Analyzing randomness effects on the reliability of exploratory landscape analysis

Abstract

The inherent difficulty of solving a continuous, static, bound-constrained and single-objective black-box optimization problem depends on the characteristics of the problem’s fitness landscape and the algorithm being used. Exploratory landscape analysis (ELA) uses numerical features generated via a sampling process of the search space to describe such characteristics. Despite their success in a number of applications, these features have limitations related with the computational costs associated with generating accurate results. Consequently, only approximations are available in practice which may be unreliable, leading to systemic errors. The overarching aim of this paper is to evaluate the reliability of five well-known ELA feature sets across multiple dimensions and sample sizes. For this purpose, we propose a comprehensive experimental methodology combining exploratory and statistical validation stages, which uses resampling techniques to minimize the sampling cost, and statistical significance tests to identify strengths and weaknesses of individual features. The data resulting from the methodology is collected and made available in the LEarning and OPtimization Archive of Research Data v1.0. The results show that instances of the same function can have feature values that are significantly different; hence, non-generalizable across instances, due to the effects produced by the boundary constraints. In addition, some landscape features under evaluation are highly volatile, and strongly susceptible to changes in sample size. Finally, the results show evidence of a curse of modality, meaning that the sample size should increase with the number of local optima.

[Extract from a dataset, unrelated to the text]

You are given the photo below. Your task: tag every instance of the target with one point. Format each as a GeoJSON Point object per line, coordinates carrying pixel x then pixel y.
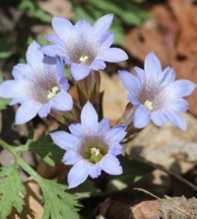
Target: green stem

Appendix: Validation of the assumptions behind the experimental methodology

Our experimental methodology makes assumptions that can be summarized in two questions: (a) Since Latin Hyper-cube Samplin (LHS) is a type of stratified sampling, is the independence assumption still valid? (b) What are the differences between multiple uniformly distributed random samples, bootstrapping a single uniformly distributed random sample, and bootstrapping a single LHS, when calculating the variance of an estimate? To answer these questions, we have carried out two simple experiments that demonstrate that there is no practical difference on the results between taking multiple uniformly distributed random samples and bootstrapping a LHS. On the first experiment, we address the independence assumption, by calculating the magnitude of the auto-correlation with lags in the \(\left[ 1,\ 50\right]\) range, for data drawn from the \(\left[ 0,\ 1\right]\) interval. For this assumption to hold for LHS, the magnitudes of the auto-correlation should follow the same trend that for a uniformly distributed random sample and be close to zero, indicating that it is not possible to estimate the value of one point from another. We repeat this experiment 1000 times and average the results, which are presented in Fig. 16a for samples with \(\left\{ 200,600,1000\right\}\) points. Other than the descending trend for a sample of 200 points, which can be explained by the decrease in points in the sample for which the auto-correlation can be calculated, the results demonstrate that the independence assumption holds for a LHS in practice.

Fig. 16

Validation of the assumptions behind our experimental methodology. a Average magnitude of the auto-correlation with lags in the \(\left[ 1,\ 50\right]\) range, for data drawn from the \(\left[ 0,\ 1\right]\) interval. b Distribution of the variance of the mean from N samples of n points, \(IID\left( n,N\right)\), bootstrapping N times a sample of n points, \(IID+B\left( n,N\right)\), and bootstrapping N times a LHS of n points, \(LHS+B\left( n,N\right)\). The results confirm that there is no practical difference between taking N uniformly distributed random samples and bootstrapping N times a single LHS

On the second experiment, we address the second question by estimating the variance of the mean from these three different sampling regimes, using data drawn from the \(\left[ 0,\ 1\right]\) interval. On the first one, called \(IID\left( n,N\right)\), we took N uniformly distributed random samples of n points. On the second one, called \(IID+B\left( n,N\right)\), we took one uniformly distributed sample of n points and bootstrapped it N times. On the third one, called \(LHS+B\left( n,N\right)\), we took one LHS of n points and bootstrapped it N times. Each sampling regime produced N mean estimates, from which the variance is calculated. The experiments are repeated 1000 times for all the combinations of \(\left\{ n,N\right\} =\left\{ 200,600,1000\right\}\). The results are shown in Fig. 16b as box-plots, which demonstrate that there is no practical difference between taking N uniformly distributed random samples and bootstrapping N times a single LHS.